Several trend indicators assessing risk outlook suggest that the recent brief drop in global equity markets, particularly the relative weakness of U.S. stocks, appears more as short-term downward noise within a long-term bull market phase, rather than indicative of a comprehensive market reversal. One key trend indicator shows that defensive sectors and value stocks have yet to outperform the broader blue-chip stocks and AI-affiliated tech giants represented by the S&P 500 index, indicating that the bull market trend driven by the AI investment frenzy still has substantial room for continuation. Since September, NVIDIA's "century partnership" with long-time rival Intel, and OpenAI's signing of multi-billion dollar AI computing infrastructure contracts with tech leaders such as Oracle, NVIDIA, AMD, and Broadcom, have raised concerns among some Wall Street analysts about this unusual "cycle of financing" potentially inflating an AI bubble, leading to a prolonged bear market reminiscent of the post-"Internet bubble" stock market. However, multiple risk assessment indicators indicate that the momentum of the U.S. bull market remains robust, making a substantial market reversal unlikely. Additionally, analysts from financial giant Goldman Sachs believe that despite the rising valuations in the tech sector, they have not yet reached historically bubble levels. Goldman Sachs noted that the current tech stock rally is primarily driven by the fundamentals of tech-weighted stocks rather than the irrational speculative frenzy of numerous non-profitable companies that characterized the Internet bubble period. Notably, AI leaders like NVIDIA and Google possess exceptionally strong balance sheets, which is a key difference from previous bubble characteristics.
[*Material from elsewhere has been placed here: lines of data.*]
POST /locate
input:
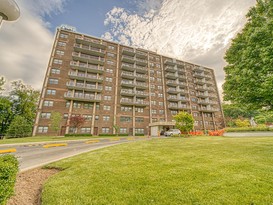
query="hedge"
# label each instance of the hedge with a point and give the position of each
(78, 135)
(247, 129)
(8, 171)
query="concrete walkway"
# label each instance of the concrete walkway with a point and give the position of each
(248, 134)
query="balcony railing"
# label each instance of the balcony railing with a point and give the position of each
(85, 66)
(82, 97)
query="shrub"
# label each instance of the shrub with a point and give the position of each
(19, 127)
(78, 135)
(8, 171)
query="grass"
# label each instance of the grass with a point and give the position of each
(195, 170)
(49, 138)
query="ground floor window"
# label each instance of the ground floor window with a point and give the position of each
(105, 130)
(139, 130)
(42, 129)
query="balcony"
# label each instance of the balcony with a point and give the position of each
(88, 49)
(173, 90)
(128, 83)
(140, 54)
(169, 62)
(89, 68)
(172, 82)
(172, 69)
(141, 62)
(141, 94)
(125, 92)
(87, 77)
(141, 85)
(128, 75)
(87, 58)
(128, 59)
(125, 101)
(128, 51)
(82, 97)
(82, 86)
(93, 42)
(171, 76)
(208, 109)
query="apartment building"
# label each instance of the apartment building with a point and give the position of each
(134, 89)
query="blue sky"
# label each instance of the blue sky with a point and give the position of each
(197, 31)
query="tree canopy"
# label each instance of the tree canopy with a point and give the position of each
(249, 73)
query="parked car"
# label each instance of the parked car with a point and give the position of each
(172, 132)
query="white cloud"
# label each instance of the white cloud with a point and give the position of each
(27, 42)
(198, 31)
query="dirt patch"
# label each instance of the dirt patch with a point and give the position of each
(28, 186)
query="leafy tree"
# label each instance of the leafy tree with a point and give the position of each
(55, 122)
(24, 100)
(184, 121)
(19, 127)
(77, 121)
(249, 73)
(6, 114)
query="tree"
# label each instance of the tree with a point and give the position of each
(77, 121)
(249, 73)
(24, 99)
(19, 127)
(6, 114)
(184, 121)
(55, 122)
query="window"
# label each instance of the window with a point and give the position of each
(57, 61)
(76, 105)
(111, 55)
(106, 118)
(85, 130)
(108, 88)
(53, 81)
(108, 79)
(123, 130)
(88, 106)
(87, 117)
(51, 92)
(111, 47)
(107, 97)
(67, 104)
(45, 115)
(139, 119)
(126, 108)
(62, 35)
(125, 119)
(58, 52)
(105, 130)
(42, 129)
(108, 70)
(61, 43)
(138, 109)
(106, 107)
(139, 130)
(55, 71)
(48, 103)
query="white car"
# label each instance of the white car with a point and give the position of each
(172, 132)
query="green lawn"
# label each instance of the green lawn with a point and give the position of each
(195, 170)
(39, 139)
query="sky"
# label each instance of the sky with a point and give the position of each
(197, 31)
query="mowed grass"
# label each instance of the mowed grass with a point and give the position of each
(195, 170)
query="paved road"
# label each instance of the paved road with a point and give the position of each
(35, 155)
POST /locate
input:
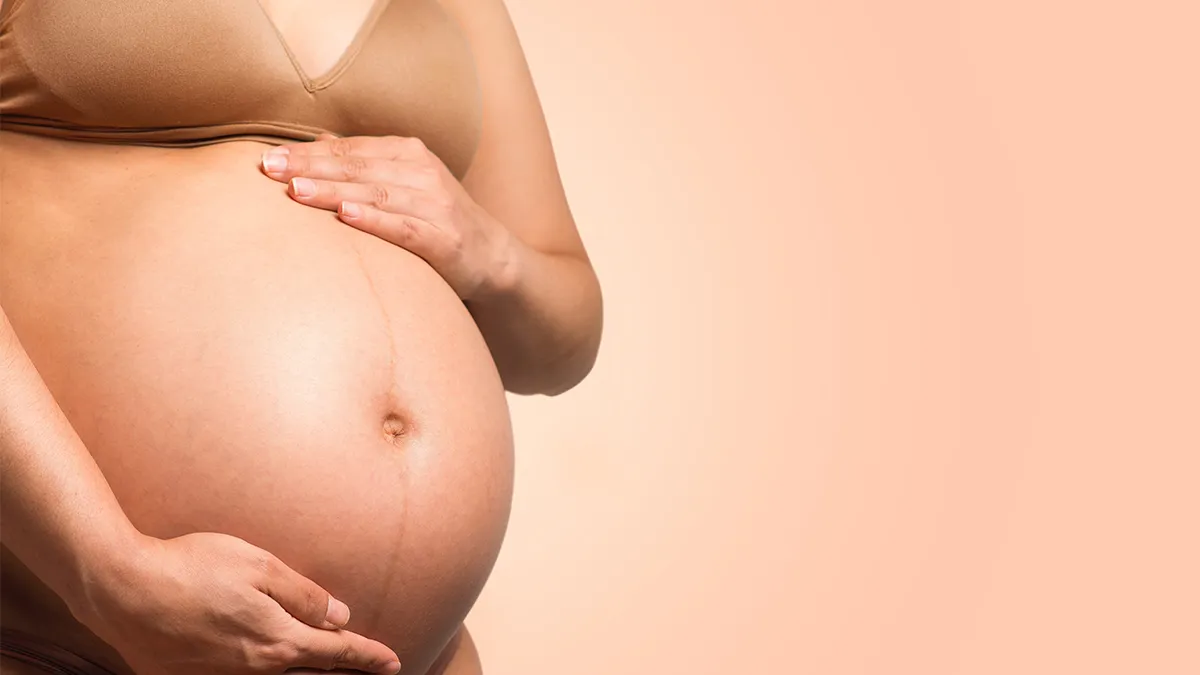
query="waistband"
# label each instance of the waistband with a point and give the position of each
(45, 655)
The logic of AI computing power overshadows short-term noise, asserting that the core logic of the bull market remains prevalent. Analysts from Goldman emphasized that this wave of AI investment is still in the "opening stages," primarily based on the productivity and operational efficiency improvements brought about by AI applications like ChatGPT and Claude within enterprises (e.g., at firms like Goldman Sachs, AI deployment has only just begun). To achieve these improvements, an incredibly vast AI computing power infrastructure is essential. "The tremendous economic value promised by generative AI justifies the massive investments in AI infrastructure currently being made by global businesses," wrote analysts from Goldman Sachs.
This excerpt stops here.